Langzaam loop ik omlaag totdat ik bij een soort hokje met bewaking kom. Een elektrische deur zit dan tussen nog een kamer en mij. Daar achter zit nog zo'n zelfde deur en ik kan net een stukje van de cellen zien. "Stop jongedame. Ik denk niet dat jij hier hoort te zijn". Shit. "Ehm, ja wel hoor". "Ik heb je hier nog nooit gezien. Ben je verdwaald?". Wat nu? Op dat moment herinner ik me het kaartje dat Trace me gegeven heeft. Ik graai in mijn zak en pak hem er uit. Als ik er op kijk zie ik een kaartje van de FBI. Mijn foto staat er op en al mijn gegevens. Hoe komt Trace hier aan? Nee, dit is niet de tijd om vragen te gaan stellen. Ik laat het kaartje zien aan de bewaker en aandachtig leest hij hem. "En wat komt u hier doen mevrouw... Carteners?". "Ja, Carteners.
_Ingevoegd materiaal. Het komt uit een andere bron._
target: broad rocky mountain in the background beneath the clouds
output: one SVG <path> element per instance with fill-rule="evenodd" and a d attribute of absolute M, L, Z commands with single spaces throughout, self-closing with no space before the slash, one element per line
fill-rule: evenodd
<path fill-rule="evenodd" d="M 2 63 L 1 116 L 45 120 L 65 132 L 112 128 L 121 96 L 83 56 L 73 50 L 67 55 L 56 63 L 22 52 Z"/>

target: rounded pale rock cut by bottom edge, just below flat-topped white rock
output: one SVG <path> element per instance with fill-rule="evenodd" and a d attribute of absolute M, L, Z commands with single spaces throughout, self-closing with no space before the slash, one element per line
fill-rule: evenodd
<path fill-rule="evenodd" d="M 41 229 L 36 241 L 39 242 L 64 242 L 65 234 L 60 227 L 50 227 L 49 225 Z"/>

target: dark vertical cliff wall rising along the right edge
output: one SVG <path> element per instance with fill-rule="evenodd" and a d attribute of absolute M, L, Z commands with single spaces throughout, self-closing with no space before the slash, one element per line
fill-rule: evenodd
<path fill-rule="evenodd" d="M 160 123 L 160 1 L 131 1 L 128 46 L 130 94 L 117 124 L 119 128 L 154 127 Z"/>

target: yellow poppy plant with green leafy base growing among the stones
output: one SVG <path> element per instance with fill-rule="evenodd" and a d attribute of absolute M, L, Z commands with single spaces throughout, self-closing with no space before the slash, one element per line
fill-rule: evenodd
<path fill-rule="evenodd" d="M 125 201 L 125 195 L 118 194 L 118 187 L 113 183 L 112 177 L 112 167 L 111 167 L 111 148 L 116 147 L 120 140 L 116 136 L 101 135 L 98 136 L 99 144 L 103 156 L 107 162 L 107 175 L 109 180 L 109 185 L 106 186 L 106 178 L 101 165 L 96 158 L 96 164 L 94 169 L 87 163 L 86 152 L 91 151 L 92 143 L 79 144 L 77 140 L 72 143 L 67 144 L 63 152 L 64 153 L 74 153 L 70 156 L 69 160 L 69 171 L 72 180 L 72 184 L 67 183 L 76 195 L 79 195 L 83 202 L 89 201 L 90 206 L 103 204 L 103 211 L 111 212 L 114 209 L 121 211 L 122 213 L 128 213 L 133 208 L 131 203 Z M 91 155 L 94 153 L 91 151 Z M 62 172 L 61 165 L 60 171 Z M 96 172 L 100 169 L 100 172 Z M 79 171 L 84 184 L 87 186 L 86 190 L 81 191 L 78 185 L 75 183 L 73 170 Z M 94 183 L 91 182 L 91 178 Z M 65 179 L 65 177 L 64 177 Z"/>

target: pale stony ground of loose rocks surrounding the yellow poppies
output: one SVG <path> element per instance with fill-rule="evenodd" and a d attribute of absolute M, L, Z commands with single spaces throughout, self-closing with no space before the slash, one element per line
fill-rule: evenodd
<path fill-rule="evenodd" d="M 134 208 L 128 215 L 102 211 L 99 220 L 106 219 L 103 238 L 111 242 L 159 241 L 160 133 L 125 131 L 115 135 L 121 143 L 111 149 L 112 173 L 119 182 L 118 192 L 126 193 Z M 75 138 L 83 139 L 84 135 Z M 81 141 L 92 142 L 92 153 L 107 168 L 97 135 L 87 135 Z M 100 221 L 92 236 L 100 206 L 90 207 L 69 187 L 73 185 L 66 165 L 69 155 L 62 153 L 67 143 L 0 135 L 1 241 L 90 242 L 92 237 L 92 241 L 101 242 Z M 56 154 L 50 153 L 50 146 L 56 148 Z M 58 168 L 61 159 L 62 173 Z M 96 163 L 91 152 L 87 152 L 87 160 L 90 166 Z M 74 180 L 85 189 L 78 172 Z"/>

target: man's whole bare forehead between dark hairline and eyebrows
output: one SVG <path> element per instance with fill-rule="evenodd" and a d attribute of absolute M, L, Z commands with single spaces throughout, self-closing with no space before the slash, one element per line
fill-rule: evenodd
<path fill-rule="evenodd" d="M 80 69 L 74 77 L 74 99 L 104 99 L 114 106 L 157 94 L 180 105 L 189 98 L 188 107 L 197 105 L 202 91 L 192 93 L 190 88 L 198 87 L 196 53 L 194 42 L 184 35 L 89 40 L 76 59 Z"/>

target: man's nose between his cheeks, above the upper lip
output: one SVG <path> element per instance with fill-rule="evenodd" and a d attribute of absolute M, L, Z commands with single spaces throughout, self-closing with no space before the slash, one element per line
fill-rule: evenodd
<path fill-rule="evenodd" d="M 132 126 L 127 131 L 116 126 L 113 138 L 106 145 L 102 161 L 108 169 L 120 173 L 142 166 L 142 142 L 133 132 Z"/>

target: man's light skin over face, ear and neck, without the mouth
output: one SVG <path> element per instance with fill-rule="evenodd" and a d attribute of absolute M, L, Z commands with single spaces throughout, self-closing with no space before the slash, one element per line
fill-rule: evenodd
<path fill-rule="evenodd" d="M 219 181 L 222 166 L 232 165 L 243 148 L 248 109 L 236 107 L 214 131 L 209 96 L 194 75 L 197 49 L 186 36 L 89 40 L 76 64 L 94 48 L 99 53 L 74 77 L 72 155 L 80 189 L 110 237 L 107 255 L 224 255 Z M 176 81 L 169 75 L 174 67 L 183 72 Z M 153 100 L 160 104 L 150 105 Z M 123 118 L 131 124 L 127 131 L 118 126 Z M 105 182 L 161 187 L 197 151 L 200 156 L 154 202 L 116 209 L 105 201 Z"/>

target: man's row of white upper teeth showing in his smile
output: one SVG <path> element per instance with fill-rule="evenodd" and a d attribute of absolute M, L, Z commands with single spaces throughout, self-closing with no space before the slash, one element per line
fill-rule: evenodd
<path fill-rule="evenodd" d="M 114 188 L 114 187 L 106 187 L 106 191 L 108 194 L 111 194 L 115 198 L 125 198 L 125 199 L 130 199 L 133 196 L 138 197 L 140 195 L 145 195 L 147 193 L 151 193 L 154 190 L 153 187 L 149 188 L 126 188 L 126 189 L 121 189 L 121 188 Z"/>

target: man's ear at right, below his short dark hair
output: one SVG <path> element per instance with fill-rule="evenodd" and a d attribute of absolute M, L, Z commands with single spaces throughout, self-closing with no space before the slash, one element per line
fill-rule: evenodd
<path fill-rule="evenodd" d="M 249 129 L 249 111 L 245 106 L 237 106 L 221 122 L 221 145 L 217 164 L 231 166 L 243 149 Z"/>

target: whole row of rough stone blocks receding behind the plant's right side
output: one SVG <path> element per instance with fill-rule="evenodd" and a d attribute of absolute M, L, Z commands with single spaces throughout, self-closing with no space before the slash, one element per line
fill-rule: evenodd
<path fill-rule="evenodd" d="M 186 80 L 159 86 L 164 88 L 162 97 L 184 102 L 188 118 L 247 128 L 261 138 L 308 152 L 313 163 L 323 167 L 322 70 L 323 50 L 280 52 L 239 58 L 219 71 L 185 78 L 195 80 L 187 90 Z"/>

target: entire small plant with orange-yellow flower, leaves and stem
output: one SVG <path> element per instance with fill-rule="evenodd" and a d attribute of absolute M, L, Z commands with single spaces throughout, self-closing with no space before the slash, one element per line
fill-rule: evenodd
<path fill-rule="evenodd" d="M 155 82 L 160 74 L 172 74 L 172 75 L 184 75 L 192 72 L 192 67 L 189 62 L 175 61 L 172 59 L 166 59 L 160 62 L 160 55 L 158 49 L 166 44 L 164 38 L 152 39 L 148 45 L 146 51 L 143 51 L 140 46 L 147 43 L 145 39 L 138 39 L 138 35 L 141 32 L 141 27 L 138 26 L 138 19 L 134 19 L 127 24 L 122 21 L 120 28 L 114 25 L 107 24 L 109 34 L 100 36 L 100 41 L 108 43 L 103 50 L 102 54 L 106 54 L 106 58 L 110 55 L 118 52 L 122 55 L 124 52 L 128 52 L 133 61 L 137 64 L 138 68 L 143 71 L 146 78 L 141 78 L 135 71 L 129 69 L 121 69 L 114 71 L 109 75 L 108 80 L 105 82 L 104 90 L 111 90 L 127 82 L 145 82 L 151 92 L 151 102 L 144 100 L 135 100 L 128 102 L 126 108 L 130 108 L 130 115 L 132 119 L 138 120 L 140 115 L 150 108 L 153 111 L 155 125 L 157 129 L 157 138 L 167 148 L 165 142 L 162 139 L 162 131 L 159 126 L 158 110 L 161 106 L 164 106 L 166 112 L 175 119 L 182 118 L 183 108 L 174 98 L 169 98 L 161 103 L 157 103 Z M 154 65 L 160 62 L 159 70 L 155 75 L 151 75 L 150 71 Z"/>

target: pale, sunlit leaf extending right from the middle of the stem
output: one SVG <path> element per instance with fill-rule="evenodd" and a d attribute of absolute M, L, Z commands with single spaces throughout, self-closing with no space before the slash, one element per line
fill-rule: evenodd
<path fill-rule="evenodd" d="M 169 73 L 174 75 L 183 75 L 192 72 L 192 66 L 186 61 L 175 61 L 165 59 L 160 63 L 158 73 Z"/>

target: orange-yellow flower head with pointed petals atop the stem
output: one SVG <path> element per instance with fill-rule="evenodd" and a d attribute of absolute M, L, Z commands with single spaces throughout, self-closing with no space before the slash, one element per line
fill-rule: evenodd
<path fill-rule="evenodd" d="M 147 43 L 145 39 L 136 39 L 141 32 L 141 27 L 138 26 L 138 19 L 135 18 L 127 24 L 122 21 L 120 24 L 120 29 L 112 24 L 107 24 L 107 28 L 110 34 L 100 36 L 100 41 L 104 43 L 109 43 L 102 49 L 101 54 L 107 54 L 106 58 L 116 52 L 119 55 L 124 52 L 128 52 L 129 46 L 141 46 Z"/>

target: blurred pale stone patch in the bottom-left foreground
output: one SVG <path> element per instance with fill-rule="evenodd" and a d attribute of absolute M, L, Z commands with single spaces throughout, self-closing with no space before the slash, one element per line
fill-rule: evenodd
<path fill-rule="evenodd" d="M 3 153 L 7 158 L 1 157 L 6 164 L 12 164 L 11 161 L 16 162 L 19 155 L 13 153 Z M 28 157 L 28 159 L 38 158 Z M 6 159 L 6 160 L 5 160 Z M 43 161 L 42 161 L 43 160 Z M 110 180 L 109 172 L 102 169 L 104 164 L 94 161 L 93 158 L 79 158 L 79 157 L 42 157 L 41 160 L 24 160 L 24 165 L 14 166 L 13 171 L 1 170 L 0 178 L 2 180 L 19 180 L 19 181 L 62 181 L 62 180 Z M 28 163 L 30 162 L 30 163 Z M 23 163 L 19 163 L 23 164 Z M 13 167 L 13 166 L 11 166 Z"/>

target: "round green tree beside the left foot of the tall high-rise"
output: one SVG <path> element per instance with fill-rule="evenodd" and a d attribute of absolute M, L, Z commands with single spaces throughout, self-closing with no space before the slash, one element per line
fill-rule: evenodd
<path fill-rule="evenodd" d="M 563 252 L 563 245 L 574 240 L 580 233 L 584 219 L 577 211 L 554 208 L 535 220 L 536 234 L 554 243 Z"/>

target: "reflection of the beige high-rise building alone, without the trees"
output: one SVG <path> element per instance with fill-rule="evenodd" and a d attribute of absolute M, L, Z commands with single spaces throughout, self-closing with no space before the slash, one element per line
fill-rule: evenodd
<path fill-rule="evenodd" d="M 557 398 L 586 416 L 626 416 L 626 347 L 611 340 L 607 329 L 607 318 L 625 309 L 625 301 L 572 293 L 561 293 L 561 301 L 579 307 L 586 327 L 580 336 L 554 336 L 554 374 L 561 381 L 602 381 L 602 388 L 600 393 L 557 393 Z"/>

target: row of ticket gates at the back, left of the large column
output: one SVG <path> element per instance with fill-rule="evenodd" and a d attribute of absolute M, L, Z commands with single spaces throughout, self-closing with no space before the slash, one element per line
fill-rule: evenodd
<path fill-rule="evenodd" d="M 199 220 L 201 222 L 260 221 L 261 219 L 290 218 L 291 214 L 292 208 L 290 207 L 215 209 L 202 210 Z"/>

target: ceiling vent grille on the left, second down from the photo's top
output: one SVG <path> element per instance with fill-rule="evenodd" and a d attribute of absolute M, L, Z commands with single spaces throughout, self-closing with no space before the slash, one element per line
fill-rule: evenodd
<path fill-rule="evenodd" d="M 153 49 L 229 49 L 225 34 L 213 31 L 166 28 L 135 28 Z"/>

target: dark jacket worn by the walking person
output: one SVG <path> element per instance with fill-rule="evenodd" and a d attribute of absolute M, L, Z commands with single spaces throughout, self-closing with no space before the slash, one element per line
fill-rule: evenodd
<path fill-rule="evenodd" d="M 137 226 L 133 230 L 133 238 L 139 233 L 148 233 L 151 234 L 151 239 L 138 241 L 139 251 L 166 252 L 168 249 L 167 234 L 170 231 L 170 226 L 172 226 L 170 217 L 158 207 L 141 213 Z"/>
Ik heb de opdracht gekregen om een van de gevangenen te spreken". "Welke?". "Hannibal Lecter". "Ik denk niet dat dat klopt. Niemand mag bij hem. Hij heeft het oor van een van de zusters er af gebeten toen hij hier kwam. Geloof me, u wilt niet bij hem komen. Al helemaal niet als jeugdagente van de FBI". Jeugdagente? Trace heeft echt zijn best gedaan met dat kaartje. "Toch moet ik hem zien. Ik moet hem een paar vragen stellen". Even denkt de bewaker na. "Goed dan. Loopt u verder". Hij maakt de deuren open en ik stap in de tussenruimte tussen de trap en de cellen. "Er zijn een paar dingen waar u op moet letten. Geen contact met de andere gevangenen hier, zorg dat u tegen de dichte muur gedrukt blijft zo lang u niet bij zijn cel bent en als laatste, kom niet te dicht bij zijn cel. Zijn woorden kunnen u beïnvloeden". "Komt in orde. Daar let ik op". "Goed. Loopt u dan maar verder". Hij opent de deuren en als ik naar binnen stap sluit hij de meteen weer. Dat ging makkelijker dan gedacht.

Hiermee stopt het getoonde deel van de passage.